The past month has seen Megan doing regular physiotherapy designed to improve her locomotion.
“It’s crazy the stuff you don’t think about, like how walking and moving your feet and everything is so natural until you can do it. And then now I have to think about every single muscle that I need to use to work my legs again,” Megan said.
Her physiotherapists estimate her trajectory at being able to walk with ankle braces, with the possibility of eventually removing the supports.
Recently, Megan started working on taking backward steps. Her progress fuels her work ethic.
“The first time they stood me up, even just standing, I was like, ‘Wow, this is awesome.’”
Step by step
Her mother said Megan has always been a “big planner,” always planning the next steps in her life.
“Now she says, ‘Well, okay, I can’t be a big planner. I can’t plan my future like I was before because obviously now these things have happened. But if I planned little things…’” Angela said. “So now it’s little things we’re planning.”

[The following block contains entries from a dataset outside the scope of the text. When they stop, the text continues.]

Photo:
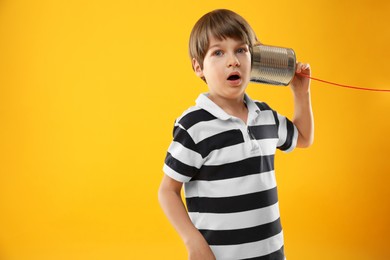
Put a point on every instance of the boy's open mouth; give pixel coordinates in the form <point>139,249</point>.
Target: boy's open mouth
<point>234,77</point>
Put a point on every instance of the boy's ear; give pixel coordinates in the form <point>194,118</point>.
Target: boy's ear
<point>197,68</point>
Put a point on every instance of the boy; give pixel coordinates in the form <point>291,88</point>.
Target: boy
<point>223,150</point>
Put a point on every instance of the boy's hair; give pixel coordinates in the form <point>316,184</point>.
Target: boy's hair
<point>221,24</point>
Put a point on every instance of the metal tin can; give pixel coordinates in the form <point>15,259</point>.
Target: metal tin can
<point>272,65</point>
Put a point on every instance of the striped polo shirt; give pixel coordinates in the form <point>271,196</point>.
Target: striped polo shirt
<point>227,168</point>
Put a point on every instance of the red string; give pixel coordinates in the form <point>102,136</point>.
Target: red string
<point>344,86</point>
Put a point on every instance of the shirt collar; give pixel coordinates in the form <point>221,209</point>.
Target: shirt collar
<point>207,104</point>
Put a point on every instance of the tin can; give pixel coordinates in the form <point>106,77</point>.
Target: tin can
<point>272,65</point>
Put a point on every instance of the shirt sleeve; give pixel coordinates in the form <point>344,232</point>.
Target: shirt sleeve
<point>288,134</point>
<point>182,161</point>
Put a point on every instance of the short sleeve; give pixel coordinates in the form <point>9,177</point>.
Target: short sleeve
<point>288,134</point>
<point>182,161</point>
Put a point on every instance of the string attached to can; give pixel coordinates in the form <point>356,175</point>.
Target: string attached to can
<point>342,85</point>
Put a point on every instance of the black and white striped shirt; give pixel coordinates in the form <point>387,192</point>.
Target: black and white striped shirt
<point>227,168</point>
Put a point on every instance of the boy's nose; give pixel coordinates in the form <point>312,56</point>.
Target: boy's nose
<point>233,61</point>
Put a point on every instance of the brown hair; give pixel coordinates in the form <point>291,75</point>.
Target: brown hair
<point>221,24</point>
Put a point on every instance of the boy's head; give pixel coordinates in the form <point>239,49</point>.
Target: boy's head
<point>220,24</point>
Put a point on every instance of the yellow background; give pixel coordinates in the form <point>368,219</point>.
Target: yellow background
<point>89,91</point>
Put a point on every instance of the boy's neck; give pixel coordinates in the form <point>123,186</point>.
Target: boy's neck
<point>234,107</point>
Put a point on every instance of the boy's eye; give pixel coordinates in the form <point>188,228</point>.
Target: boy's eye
<point>218,53</point>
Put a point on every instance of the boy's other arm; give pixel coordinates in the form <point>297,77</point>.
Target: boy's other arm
<point>173,207</point>
<point>303,114</point>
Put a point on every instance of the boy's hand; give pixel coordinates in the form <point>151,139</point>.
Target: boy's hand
<point>198,249</point>
<point>301,84</point>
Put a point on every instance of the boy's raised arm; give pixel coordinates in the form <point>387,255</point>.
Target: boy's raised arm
<point>303,114</point>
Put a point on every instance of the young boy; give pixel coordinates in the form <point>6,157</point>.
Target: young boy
<point>223,150</point>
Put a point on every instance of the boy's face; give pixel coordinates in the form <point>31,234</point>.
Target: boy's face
<point>226,68</point>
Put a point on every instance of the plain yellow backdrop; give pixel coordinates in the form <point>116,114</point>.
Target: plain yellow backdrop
<point>89,91</point>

One of those little steps was being flown by a friend in Weyburn, Sask.
“It was nice to just be up on a plane again,” Megan said. “I was in a plane almost every day for a year before that.
“It’s a big part of my life and I miss it a lot.”
The future of Megan as a pilot-for-hire is cloudy right now and will depend on her recovery. But getting back in the cockpit – even as a hobbyist – is one of her goals.
“It’s not even going to be just as simple as if I can walk again,” Megan said of the steps to return to her career. “Having your medical license to be a commercial pilot can be pretty (challenging). They really want to make sure that you’re very fit if you’re flying tons of people around.
“So that might be the challenging part is getting approved again to be a pilot.”
Road to recovery
The Transportation Safety Board is investigating the accident.
Megan received a call from TSB while in hospital, but her lost memory didn’t help officials.
She thinks the accident could have been caused by a sudden change in the weather, but she’s unsure.
“I’m hoping that I’ll get more answers when they finish their report. But it’s hard to know what they’d actually be able to tell what caused the accident,” she said.
“I don’t really know what happened the day of.”
Megan is grateful for the help of strangers who witnessed the accident.
“They didn’t know anything about me. They just didn’t even think about it – they just drove to this plane and pulled me out.”
“I feel very lucky.”
A lot of people have told Angela that Megan’s survival was a “miracle.”
“Yes, it is a miracle. You have someone that drops that far from the sky, survives and is now here breathing, living and is on her road to recovery with going to walk again,” Angela said.
“The sheer strength of my daughter is unbelievable.”
That road to recovery will be taken one step at a time for Megan.
“My goal, since pretty early on, was walking again,” she said. “I would say I’m a pretty stubborn person and I have to at least try, right?”